Does sound show wave-particle duality? We know that light and electrons both show wave-particle duality. Or in other words we can say that they can be both seen as a wave and a particle. Can a similar theory be applicable for sound? Can sound also be explained as a particle as well as a wave?
 A: The notion you should look up and learn about is the phonon. It is a quasiparticle that arises in the quantum description of acoustics in condensed matter. The description is simplest and clearest in regular lattices of atoms / quantum particles, so it doesn't work so well for sound in a gas. But phonons can be thought of as quantums of sound in solid lattices.

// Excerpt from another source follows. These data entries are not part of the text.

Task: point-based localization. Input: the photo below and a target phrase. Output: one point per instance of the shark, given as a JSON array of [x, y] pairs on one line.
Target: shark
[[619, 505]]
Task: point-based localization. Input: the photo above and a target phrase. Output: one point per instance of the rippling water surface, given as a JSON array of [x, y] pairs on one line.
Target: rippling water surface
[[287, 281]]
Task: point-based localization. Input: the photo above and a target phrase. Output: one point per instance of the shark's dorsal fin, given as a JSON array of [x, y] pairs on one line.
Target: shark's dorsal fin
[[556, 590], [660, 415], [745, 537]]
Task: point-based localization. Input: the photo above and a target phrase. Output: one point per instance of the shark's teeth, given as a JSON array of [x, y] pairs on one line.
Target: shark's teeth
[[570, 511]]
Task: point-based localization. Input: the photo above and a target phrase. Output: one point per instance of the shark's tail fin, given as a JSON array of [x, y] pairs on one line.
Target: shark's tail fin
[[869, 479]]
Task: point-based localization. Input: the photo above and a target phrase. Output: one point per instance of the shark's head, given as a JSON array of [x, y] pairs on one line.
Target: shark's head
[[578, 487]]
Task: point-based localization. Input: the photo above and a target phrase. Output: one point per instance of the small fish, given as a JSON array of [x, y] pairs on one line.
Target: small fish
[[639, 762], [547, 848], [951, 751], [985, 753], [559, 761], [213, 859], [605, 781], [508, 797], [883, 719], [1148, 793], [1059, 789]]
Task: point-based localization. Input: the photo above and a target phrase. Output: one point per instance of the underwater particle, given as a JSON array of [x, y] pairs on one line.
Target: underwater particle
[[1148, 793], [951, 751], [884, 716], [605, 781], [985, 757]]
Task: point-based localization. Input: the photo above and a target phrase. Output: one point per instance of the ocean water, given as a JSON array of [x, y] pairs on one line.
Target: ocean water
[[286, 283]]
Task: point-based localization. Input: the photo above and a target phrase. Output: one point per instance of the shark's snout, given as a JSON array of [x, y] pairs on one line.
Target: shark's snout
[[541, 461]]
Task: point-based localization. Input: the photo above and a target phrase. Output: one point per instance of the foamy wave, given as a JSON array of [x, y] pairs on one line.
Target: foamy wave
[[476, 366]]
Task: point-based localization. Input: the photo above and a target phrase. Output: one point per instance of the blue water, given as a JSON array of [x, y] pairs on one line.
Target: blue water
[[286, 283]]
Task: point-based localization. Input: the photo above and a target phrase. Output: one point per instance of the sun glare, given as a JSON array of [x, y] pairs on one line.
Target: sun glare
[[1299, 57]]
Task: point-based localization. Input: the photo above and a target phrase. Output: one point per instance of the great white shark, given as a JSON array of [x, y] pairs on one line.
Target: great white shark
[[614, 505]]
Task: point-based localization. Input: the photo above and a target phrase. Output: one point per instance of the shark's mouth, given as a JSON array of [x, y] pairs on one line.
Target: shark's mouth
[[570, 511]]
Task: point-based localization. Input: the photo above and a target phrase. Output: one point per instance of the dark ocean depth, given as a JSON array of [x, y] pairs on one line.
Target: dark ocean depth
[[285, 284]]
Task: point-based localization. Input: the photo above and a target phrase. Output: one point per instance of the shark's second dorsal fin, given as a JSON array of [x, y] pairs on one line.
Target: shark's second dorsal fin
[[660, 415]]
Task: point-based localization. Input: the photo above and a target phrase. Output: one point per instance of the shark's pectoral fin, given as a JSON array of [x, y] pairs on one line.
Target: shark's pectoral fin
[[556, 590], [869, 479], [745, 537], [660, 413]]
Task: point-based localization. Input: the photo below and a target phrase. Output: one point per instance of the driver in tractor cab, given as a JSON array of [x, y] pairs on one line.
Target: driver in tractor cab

Basically, a lattice is modelled as a system of coupled quantum harmonic oscillators, whose Schrödinger equation is very like a classical model of point masses linked by ideal massless springs. The system has eigenmodes with natural frequencies $\omega_j$, and the energy level of $j^{th}$ eigenmode can change only by integer multiples of $\hbar\,\omega_j$, whilst its ground state has energy $\frac{1}{2}\,\hbar\,\omega_j$. The quantum of this energy change $\hbar\,\omega_j$ corresponds to the phonons of the acoustic eigenmode in question.
A: To plainly put what WetSavannaAnimal have said. Yes, sound waves can behave like a particle. When sound wave have enough energy to excite the particles that is use for traveling to their excited state, the sound wave becomes a Phonon.
Phonons act like particles that oscillates relative to each other and no longer function like a wave.
A: no, in the macroscopic world of ordinary mass, sound is adequately and completely understood as just the transmission of air (or other media) alternating densities caused by the vibration of the source. There are no particles being transmitted at all, just as a wave on the surface of a body of water does not imply movement of particles themselves propagating the wave. Sound is not composed of elementary particles.